It has come to my attention that some people haven.t kept track of the numbers for similarity for text comparisons.
There are a few points to make.
First, in order to make a precise statement of number of words copied between two texts, one would need to specify at a minimum the smallest run of words that will count toward that measure. In the trivial case, with a minimum run length of one, every text is copied 100% verbatim from an unabridged dictionary (assuming correct spelling and no neologisms). We are not interested in the trivial case, though, and that makes things more interesting. If we search for a run length of, say, ten words (which is my default), we can be pretty confident that any two texts that share one or more such runs of words it is because of a shared source, either one from the other or both from a third text. When one looks for such exact matches, one could generate a number with precision and only have one parameter to qualify that with. Any two long but unrelated texts in the same language are likely to share a preponderance of runs of 1 word (it is like the dictionary comparison mentioned earlier), a substantial number of 2-word runs, and decreasing numbers of matches at 3, 4, 5, etc. word runs. By the time one gets to considering 5 words or more in a row, the absolute number of matches between unrelated texts should be close to zero. So even when considering completely verbatim copying, one can have analyses that report differing percentages of matches in a subject text simply because of the length of the run being considered to constitute a match.
Second, when one wants to find more than just simple verbatim copying, one will have to make more choices, and that means more potential variation in results. Words may be changed within a run, words may be inserted, or words may be deleted. .Fourscore and seven long years ago. should be recognized as having been derived from the Gettysburg Address despite having an inserted word not present in the original. One can choose how many words at a time might have been changed, inserted, or deleted and still cause a determination that a match has occurred. This number has to be strictly less than the minimum run length being considered. When I analyse for 10 word runs, I have settled upon up to 4 words as potentially being changed, skipped, or deleted.
Third, making this a matter of algorithm rather than eyeballing removes the subjectivity from the analysis. I can choose my parameters, but once I.ve done that, that.s it. The number that pops out for one text being considered as the source of another is fixed given that choice of parameters. This is a Good Thing.

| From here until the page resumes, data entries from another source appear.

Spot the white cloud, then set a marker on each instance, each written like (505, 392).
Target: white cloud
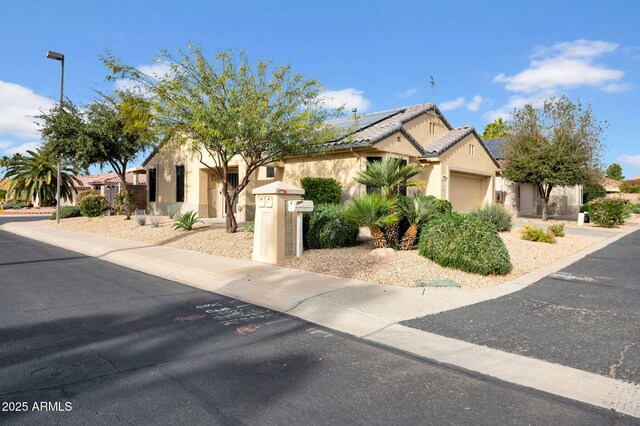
(23, 148)
(475, 103)
(18, 106)
(347, 98)
(563, 66)
(156, 70)
(631, 160)
(616, 88)
(505, 111)
(408, 93)
(452, 104)
(577, 49)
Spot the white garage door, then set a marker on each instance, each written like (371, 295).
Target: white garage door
(466, 191)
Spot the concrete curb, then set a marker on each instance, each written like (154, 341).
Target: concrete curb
(358, 308)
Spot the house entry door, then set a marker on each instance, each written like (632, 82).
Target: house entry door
(233, 179)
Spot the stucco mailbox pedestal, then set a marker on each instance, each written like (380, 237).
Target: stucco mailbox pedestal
(275, 235)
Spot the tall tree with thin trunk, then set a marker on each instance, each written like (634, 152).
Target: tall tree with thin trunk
(557, 144)
(232, 108)
(114, 129)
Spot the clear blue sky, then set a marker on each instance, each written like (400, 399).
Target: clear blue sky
(486, 57)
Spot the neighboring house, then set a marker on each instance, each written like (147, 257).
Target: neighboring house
(612, 186)
(456, 164)
(109, 185)
(524, 199)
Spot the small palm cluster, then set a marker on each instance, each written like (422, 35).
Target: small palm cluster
(382, 210)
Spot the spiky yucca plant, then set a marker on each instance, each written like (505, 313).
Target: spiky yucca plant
(390, 176)
(418, 209)
(374, 212)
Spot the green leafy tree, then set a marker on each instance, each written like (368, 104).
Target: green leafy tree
(230, 107)
(114, 129)
(614, 172)
(557, 144)
(496, 129)
(35, 175)
(390, 177)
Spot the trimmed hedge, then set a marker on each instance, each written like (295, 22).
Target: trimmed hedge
(496, 214)
(464, 242)
(93, 206)
(609, 212)
(327, 228)
(321, 190)
(67, 212)
(442, 206)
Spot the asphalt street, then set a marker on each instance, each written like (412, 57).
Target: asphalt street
(85, 341)
(586, 316)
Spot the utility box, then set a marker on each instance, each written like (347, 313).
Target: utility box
(276, 233)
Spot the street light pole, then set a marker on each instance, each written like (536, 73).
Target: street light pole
(58, 57)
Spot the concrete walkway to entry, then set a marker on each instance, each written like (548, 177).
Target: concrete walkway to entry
(356, 307)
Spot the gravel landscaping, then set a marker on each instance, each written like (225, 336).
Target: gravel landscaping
(404, 269)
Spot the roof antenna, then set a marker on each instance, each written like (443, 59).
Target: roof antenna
(433, 88)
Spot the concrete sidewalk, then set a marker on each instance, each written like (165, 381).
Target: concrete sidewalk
(356, 307)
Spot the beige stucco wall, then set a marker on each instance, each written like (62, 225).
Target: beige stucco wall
(420, 130)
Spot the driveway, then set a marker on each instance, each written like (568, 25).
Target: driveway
(586, 316)
(121, 346)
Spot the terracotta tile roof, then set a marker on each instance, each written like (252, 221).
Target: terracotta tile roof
(108, 178)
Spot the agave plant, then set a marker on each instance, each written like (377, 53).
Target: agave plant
(186, 221)
(418, 209)
(374, 212)
(390, 176)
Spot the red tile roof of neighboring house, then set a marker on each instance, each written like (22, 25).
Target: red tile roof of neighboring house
(108, 178)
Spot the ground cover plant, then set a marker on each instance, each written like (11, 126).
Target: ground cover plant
(464, 242)
(328, 228)
(496, 214)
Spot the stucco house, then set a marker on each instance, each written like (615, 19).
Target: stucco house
(456, 165)
(109, 185)
(524, 199)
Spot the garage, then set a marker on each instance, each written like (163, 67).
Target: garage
(466, 190)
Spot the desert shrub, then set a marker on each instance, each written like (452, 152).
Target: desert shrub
(442, 206)
(630, 186)
(496, 214)
(464, 242)
(557, 229)
(533, 233)
(608, 212)
(321, 190)
(81, 196)
(120, 206)
(591, 191)
(93, 206)
(67, 212)
(186, 220)
(327, 228)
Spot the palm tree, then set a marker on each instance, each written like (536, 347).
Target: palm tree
(418, 209)
(374, 212)
(390, 177)
(34, 175)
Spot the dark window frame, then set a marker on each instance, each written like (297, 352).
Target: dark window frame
(152, 185)
(180, 178)
(372, 189)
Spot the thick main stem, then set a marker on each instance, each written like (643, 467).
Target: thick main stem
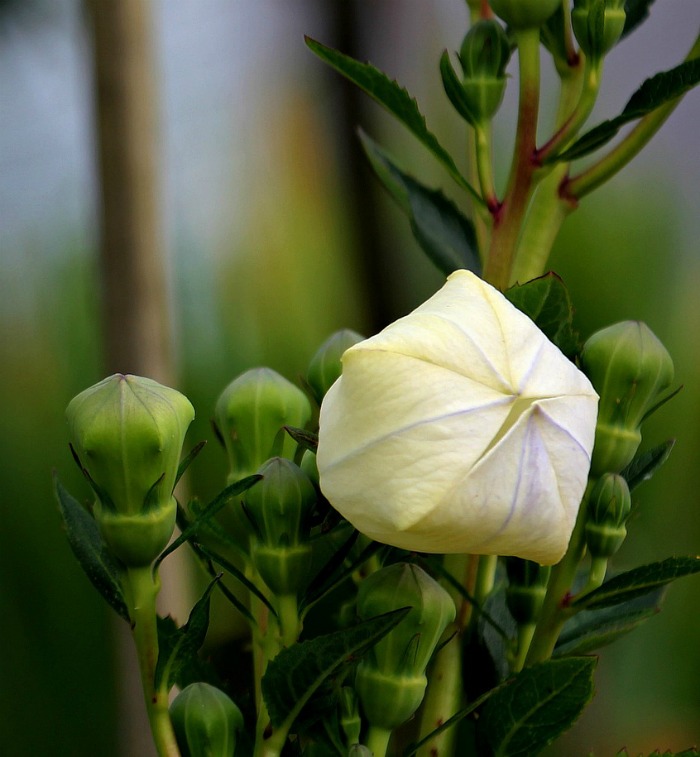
(142, 590)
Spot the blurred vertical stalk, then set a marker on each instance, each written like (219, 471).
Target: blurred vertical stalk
(134, 290)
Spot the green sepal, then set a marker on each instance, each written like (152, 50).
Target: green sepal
(394, 98)
(308, 670)
(444, 233)
(590, 630)
(536, 706)
(638, 582)
(546, 301)
(178, 647)
(653, 93)
(90, 550)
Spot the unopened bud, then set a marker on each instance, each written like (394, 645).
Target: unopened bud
(206, 721)
(390, 680)
(629, 368)
(251, 414)
(128, 433)
(325, 366)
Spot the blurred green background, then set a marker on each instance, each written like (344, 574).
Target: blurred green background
(276, 237)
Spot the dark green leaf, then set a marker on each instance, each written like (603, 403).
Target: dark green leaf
(546, 301)
(643, 467)
(178, 647)
(536, 706)
(592, 629)
(90, 550)
(654, 92)
(637, 582)
(444, 233)
(395, 99)
(305, 669)
(637, 11)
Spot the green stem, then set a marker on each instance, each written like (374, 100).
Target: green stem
(555, 610)
(141, 591)
(581, 185)
(509, 217)
(378, 740)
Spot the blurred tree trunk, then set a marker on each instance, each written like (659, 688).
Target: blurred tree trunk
(134, 290)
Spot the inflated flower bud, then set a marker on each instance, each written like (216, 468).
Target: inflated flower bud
(206, 722)
(524, 14)
(609, 506)
(527, 585)
(459, 428)
(251, 413)
(325, 365)
(598, 25)
(279, 505)
(390, 680)
(128, 433)
(629, 367)
(484, 56)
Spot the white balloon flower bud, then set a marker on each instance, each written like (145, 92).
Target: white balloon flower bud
(459, 428)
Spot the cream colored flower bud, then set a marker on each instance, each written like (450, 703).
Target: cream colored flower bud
(459, 428)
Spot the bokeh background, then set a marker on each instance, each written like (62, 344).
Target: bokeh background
(276, 235)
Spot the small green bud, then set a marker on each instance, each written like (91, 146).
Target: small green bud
(609, 506)
(206, 722)
(484, 56)
(128, 434)
(251, 413)
(527, 586)
(524, 14)
(325, 365)
(390, 680)
(279, 505)
(629, 368)
(598, 25)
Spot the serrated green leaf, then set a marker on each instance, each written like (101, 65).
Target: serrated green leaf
(90, 550)
(644, 466)
(637, 582)
(636, 12)
(590, 630)
(178, 647)
(546, 301)
(303, 670)
(444, 233)
(536, 706)
(394, 98)
(654, 92)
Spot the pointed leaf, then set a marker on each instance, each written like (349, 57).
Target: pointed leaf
(654, 92)
(643, 467)
(393, 98)
(536, 706)
(306, 669)
(444, 233)
(546, 301)
(178, 647)
(637, 582)
(592, 629)
(90, 550)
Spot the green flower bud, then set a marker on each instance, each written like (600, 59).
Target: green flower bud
(598, 25)
(128, 434)
(527, 585)
(609, 506)
(629, 368)
(484, 56)
(524, 14)
(390, 681)
(279, 505)
(325, 365)
(205, 721)
(251, 413)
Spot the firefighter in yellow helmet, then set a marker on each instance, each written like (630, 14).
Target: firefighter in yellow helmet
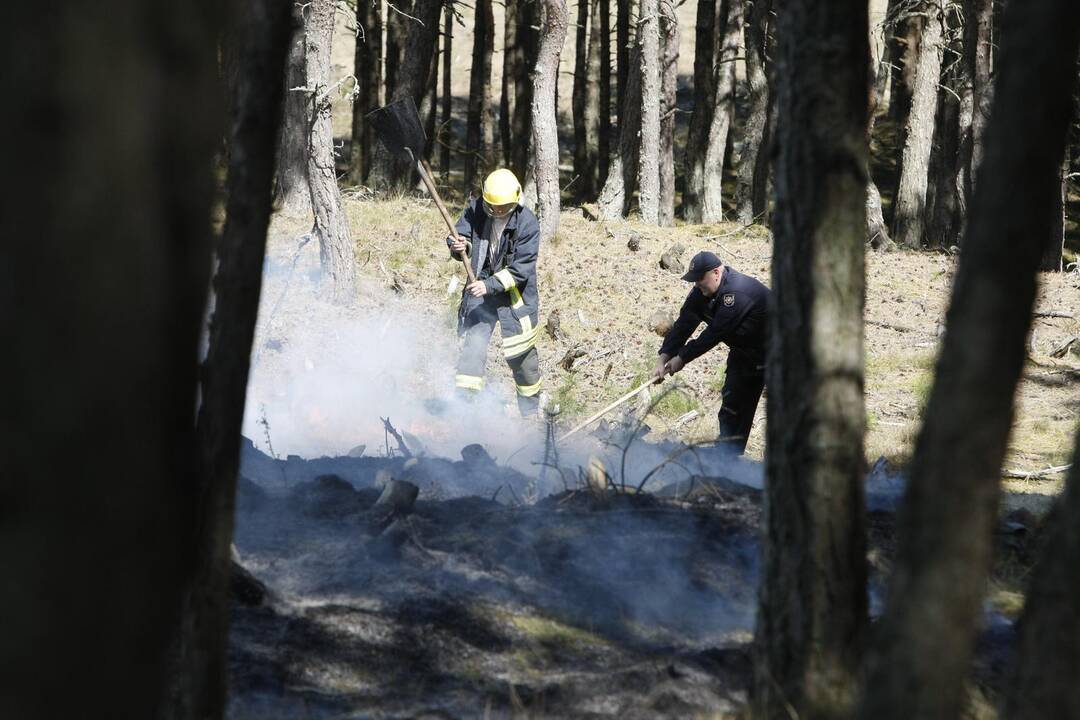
(501, 239)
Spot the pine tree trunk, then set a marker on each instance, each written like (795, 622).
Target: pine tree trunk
(544, 128)
(812, 614)
(102, 313)
(750, 205)
(701, 119)
(478, 131)
(444, 126)
(712, 200)
(604, 144)
(583, 103)
(622, 53)
(293, 194)
(923, 647)
(669, 67)
(622, 178)
(909, 207)
(367, 63)
(257, 46)
(412, 78)
(1053, 256)
(977, 53)
(332, 227)
(1042, 681)
(648, 167)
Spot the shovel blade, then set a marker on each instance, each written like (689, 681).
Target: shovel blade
(399, 128)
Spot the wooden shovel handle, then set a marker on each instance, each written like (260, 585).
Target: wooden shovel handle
(424, 171)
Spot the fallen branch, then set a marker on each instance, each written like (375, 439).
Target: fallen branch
(401, 443)
(1035, 474)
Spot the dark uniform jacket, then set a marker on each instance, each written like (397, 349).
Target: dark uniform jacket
(736, 315)
(509, 273)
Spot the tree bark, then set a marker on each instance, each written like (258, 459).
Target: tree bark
(750, 197)
(812, 614)
(410, 79)
(669, 68)
(622, 58)
(584, 104)
(258, 45)
(604, 144)
(444, 125)
(544, 128)
(648, 167)
(293, 194)
(478, 134)
(701, 119)
(923, 648)
(712, 199)
(1042, 680)
(367, 60)
(909, 207)
(331, 227)
(100, 318)
(622, 178)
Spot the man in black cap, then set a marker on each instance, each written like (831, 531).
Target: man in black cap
(734, 308)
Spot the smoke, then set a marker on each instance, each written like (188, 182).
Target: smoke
(324, 375)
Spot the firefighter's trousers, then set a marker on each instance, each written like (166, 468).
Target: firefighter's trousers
(518, 348)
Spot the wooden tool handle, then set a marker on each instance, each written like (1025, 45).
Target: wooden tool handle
(424, 171)
(608, 408)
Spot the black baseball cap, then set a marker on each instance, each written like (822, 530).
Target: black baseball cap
(701, 263)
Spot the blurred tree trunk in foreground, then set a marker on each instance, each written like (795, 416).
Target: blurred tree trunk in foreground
(256, 46)
(923, 648)
(544, 119)
(812, 615)
(1043, 679)
(118, 127)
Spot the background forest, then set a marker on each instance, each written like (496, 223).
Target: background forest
(902, 177)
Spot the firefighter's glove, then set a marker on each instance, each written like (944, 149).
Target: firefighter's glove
(476, 289)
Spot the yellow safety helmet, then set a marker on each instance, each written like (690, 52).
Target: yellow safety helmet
(501, 188)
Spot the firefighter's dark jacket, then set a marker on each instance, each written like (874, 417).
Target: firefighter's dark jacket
(513, 272)
(736, 315)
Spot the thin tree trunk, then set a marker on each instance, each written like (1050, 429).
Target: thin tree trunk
(367, 60)
(622, 53)
(648, 167)
(478, 131)
(757, 112)
(331, 227)
(977, 51)
(812, 614)
(923, 647)
(258, 46)
(444, 125)
(604, 144)
(410, 79)
(99, 453)
(909, 207)
(583, 103)
(712, 199)
(544, 128)
(701, 119)
(1042, 681)
(669, 68)
(622, 178)
(293, 194)
(1053, 256)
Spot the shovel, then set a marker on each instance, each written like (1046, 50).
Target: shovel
(397, 126)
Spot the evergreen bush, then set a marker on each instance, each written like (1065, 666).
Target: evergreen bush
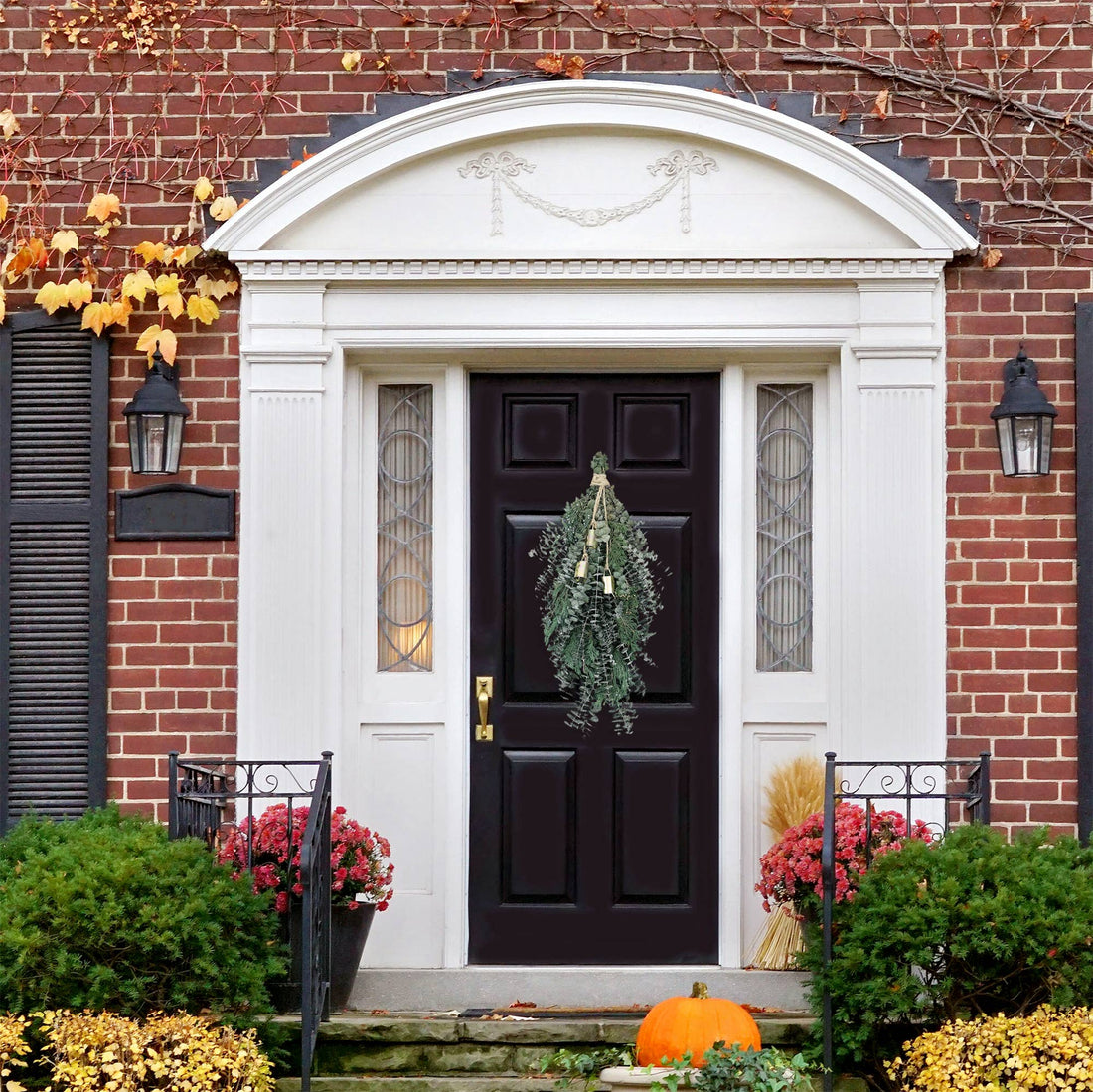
(106, 913)
(970, 926)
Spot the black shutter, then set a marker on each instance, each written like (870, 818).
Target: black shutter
(54, 402)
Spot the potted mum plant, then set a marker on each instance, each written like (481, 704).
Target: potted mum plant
(790, 870)
(361, 884)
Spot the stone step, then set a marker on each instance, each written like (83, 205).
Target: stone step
(370, 1083)
(405, 1046)
(404, 990)
(373, 1083)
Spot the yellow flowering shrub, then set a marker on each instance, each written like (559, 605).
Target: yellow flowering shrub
(1050, 1049)
(13, 1049)
(101, 1051)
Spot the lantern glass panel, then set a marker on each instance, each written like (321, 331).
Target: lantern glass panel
(155, 443)
(1045, 445)
(1024, 444)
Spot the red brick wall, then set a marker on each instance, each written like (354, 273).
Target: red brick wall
(254, 80)
(173, 623)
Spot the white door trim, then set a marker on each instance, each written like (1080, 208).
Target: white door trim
(323, 298)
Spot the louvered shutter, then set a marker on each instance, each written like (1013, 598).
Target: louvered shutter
(54, 396)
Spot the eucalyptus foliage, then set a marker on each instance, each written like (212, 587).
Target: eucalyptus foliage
(598, 601)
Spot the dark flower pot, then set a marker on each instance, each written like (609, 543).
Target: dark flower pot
(349, 930)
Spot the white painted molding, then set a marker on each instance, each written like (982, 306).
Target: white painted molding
(490, 117)
(897, 266)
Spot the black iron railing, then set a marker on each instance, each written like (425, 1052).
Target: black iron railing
(939, 794)
(208, 795)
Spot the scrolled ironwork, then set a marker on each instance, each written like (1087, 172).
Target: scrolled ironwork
(897, 786)
(207, 797)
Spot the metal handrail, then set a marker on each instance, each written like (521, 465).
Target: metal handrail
(904, 784)
(204, 795)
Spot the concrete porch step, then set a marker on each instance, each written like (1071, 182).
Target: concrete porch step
(439, 1052)
(438, 990)
(373, 1083)
(370, 1083)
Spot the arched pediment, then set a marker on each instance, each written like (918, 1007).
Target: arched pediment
(592, 170)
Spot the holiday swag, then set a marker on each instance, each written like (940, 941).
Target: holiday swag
(598, 600)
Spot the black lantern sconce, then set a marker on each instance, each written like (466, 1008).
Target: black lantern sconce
(155, 417)
(1023, 419)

Fourth, when a percentage is reported, it depends critically upon which way that the analysis was run. The number one obtains to answer the question, .How much of reference text A was copied from subject text B?. is by no means the same number as one gets by asking, .How much of reference text B was copied from subject text A?. At the extreme end, consider a chapter from Moby Dick and the whole book as texts. The chapter is 100% copied from the book, but the book is only, say, 4% copied from the chapter.
Fifth, I like seeing a side-by-side comparison of texts as well as getting the numbers. That is why I have always provided such views as supplements to the summary numbers when I.ve done this sort of text comparison. The present instance is no exception, notwithstanding the apparent inability of some naysayers to notice and follow the provided links.
OK, so here is a list of numbers and what they mean for stuff being discussed here.
90.9% . This is the number the Discovery Institute has settled on as representing how much of the KvD decision.s section on whether ID is science (let.s call it .KvD-IDsci. for short) was copied from the plaintiffs.s proposed findings of fact section dealing with the same topic (ppfof-IDsci). How did they get that? Somebody at the DI eyeballed it and said that.s close enough. If they tasked someone else to do it again, there is no guarantee that the number would remain the same.
70% . the proportion of copied text to uncopied text *100 in KvD-IDsci taken from ppfof-IDsci when using parameters of a minimum of 5 words in a run and up to 2 words being changed, skipped, or deleted. This is a liberal matching criterion.
66% . the proportion of copied text to uncopied text *100 in KvD-IDsci taken from ppfof-IDsci when using parameters of a minimum of 10 words in a run and up to 4 words being changed, skipped, or deleted. This is a conservative matching criterion, and the standard one I use for text matching.
48% . the proportion of text copied by KvD-IDsci to text not copied there *100 in ppfof-IDsci, using parameters of a minimum of 10 words in a run and up to 4 words being changed, skipped, or deleted. This one has confused at least one person, who seems to have thought that this was another number applied to the analysis of KvD-IDsci. Instead, this number indicates how much of ppfof-IDsci was used by Judge Jones, not how much of KvD-IDsci came from there.
38% . the proportion of copied text to uncopied text *100 in the KvD decision taken from the plaintiffs.s proposed findings of fact when using parameters of a minimum of 10 words in a run and up to 4 words being changed, skipped, or deleted. The whole ruling has quite a bit of text that did not come from the PPFOF.
35% . the proportion of text copied from the complete KvD decision to text not copied there *100 in the full ppfof, using parameters of a minimum of 10 words in a run and up to 4 words being changed, skipped, or deleted. This number indicates how much of the full ppfof was used by Judge Jones in his complete decision, not how much of the decision came from the ppfof.